Anne Home, Countess of Lauderdale died on 26 November 1671 in Paris. Her Scottish registered will values Lauderdale's library at £4,000, and their jewels at £48,000 Scots.

==Disputed jewels==
Her husband married Elizabeth Murray, a daughter of William Murray, 1st Earl of Dysart in February 1672. Anne had bequeathed her jewels to their daughter Mary, Lady Tweeddale. The jewels were in the keeping of Lady Boghall, her companion in Paris. She had also thought of giving them to her first cousin Frederick Schomberg, 1st Duke of Schomberg for safe-keeping. She had made a will in Paris, witnessed by Frederick Schomberg and Jean Claude, Minister of Charenton, bequeathing the jewels to her daughter, Mary, Lady Yester. The validity of the will was challenged.

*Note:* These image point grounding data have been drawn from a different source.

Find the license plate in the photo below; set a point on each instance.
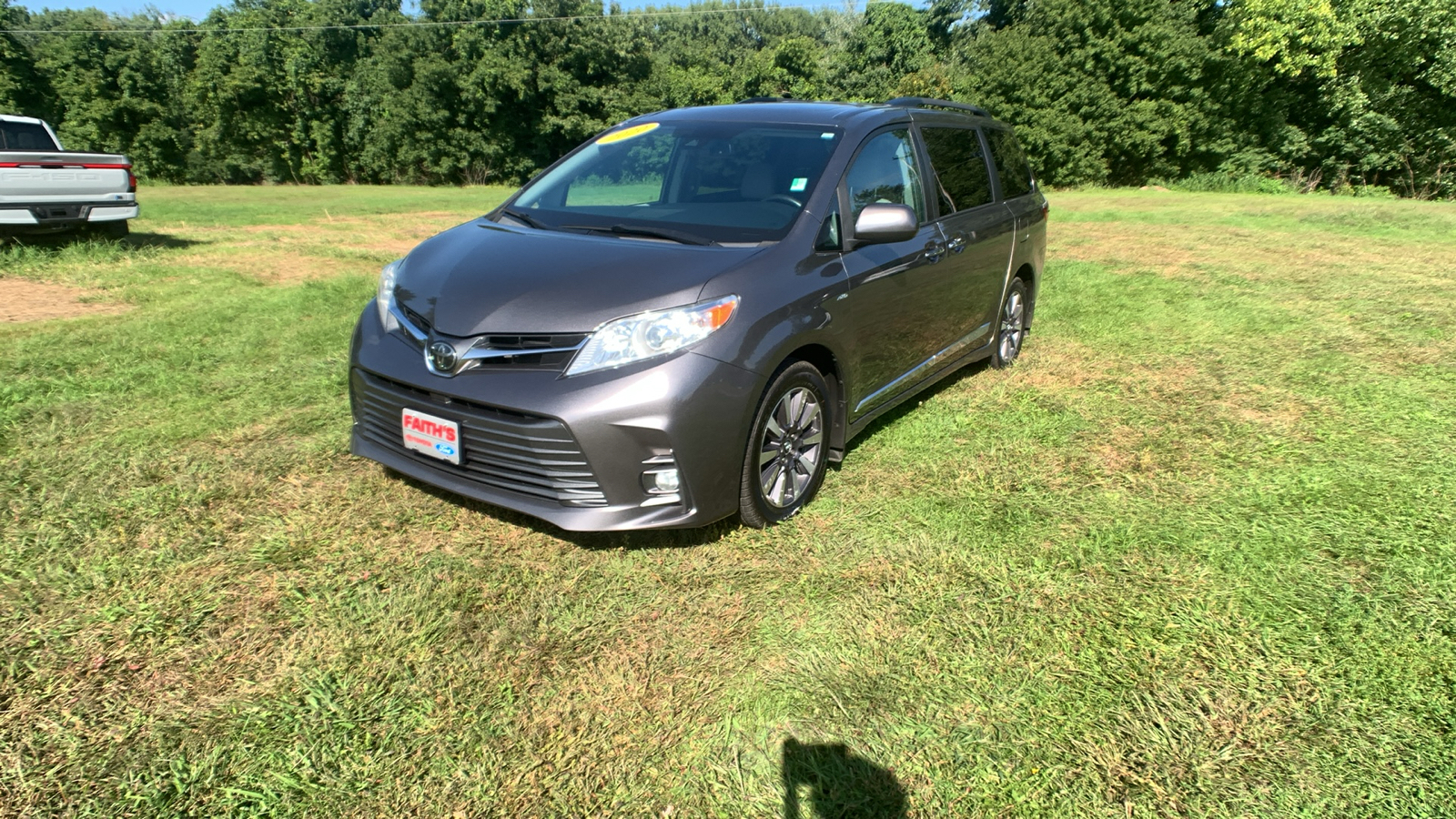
(430, 435)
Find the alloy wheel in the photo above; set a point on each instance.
(1012, 329)
(791, 448)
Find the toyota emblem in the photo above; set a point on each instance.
(441, 358)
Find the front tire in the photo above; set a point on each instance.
(788, 448)
(1011, 327)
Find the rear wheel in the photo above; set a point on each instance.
(788, 448)
(1011, 329)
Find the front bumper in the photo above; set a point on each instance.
(597, 433)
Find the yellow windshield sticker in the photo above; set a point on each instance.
(626, 133)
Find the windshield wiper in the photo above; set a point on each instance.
(524, 219)
(650, 232)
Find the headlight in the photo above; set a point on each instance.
(385, 299)
(648, 336)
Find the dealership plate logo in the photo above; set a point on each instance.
(431, 435)
(441, 358)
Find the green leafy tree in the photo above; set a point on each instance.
(1101, 91)
(890, 44)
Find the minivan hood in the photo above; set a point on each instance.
(485, 278)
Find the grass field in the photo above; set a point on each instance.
(1194, 555)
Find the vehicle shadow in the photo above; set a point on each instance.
(837, 784)
(131, 241)
(597, 541)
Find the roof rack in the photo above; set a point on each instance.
(928, 102)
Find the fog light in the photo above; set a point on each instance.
(666, 481)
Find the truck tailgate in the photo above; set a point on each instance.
(26, 178)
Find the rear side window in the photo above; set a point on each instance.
(885, 172)
(960, 167)
(1011, 164)
(25, 136)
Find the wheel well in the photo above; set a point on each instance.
(1028, 276)
(824, 361)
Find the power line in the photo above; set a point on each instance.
(439, 24)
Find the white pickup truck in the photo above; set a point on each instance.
(48, 189)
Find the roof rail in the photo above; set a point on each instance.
(928, 102)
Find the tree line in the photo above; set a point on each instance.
(1341, 95)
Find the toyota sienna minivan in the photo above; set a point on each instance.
(693, 314)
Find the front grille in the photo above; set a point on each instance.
(502, 450)
(526, 344)
(565, 346)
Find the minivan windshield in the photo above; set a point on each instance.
(696, 182)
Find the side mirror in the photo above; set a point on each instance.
(880, 223)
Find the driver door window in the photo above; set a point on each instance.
(885, 172)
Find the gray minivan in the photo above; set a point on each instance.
(695, 312)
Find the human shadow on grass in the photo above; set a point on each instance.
(630, 541)
(837, 784)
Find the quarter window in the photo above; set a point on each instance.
(885, 172)
(960, 167)
(1011, 164)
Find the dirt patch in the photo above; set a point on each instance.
(24, 300)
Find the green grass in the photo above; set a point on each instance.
(1194, 555)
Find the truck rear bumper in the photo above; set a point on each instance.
(63, 216)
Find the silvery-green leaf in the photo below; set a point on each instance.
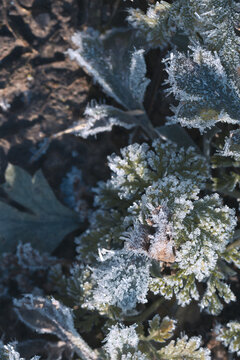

Lauderdale's agent in Paris, a Mr Waus who was shopping for the Countess of Dysart's wedding dress, obtained the jewels from Lady Boghall, and Lauderdale gave them to his new wife. Lawsuits over the jewels and the Tweeddale inheritance continued for several years.

==Marriage and family==
In 1632 Anne Home married John Maitland, 1st Duke of Lauderdale, a son of John Maitland, 1st Earl of Lauderdale and Isabel Seton, a daughter of Alexander Seton, 1st Earl of Dunfermline and Lilias Drummond. Their children included:
- Mary Maitland, who married John Hay, 2nd Marquess of Tweeddale in December 1666 at Highgate. They lived at Lauderdale House. The Marquess of Tweeddale complained that the Duke of Lauderdale had taken her inheritance in 1672 to support his second wife, Elizabeth Maitland, Duchess of Lauderdale.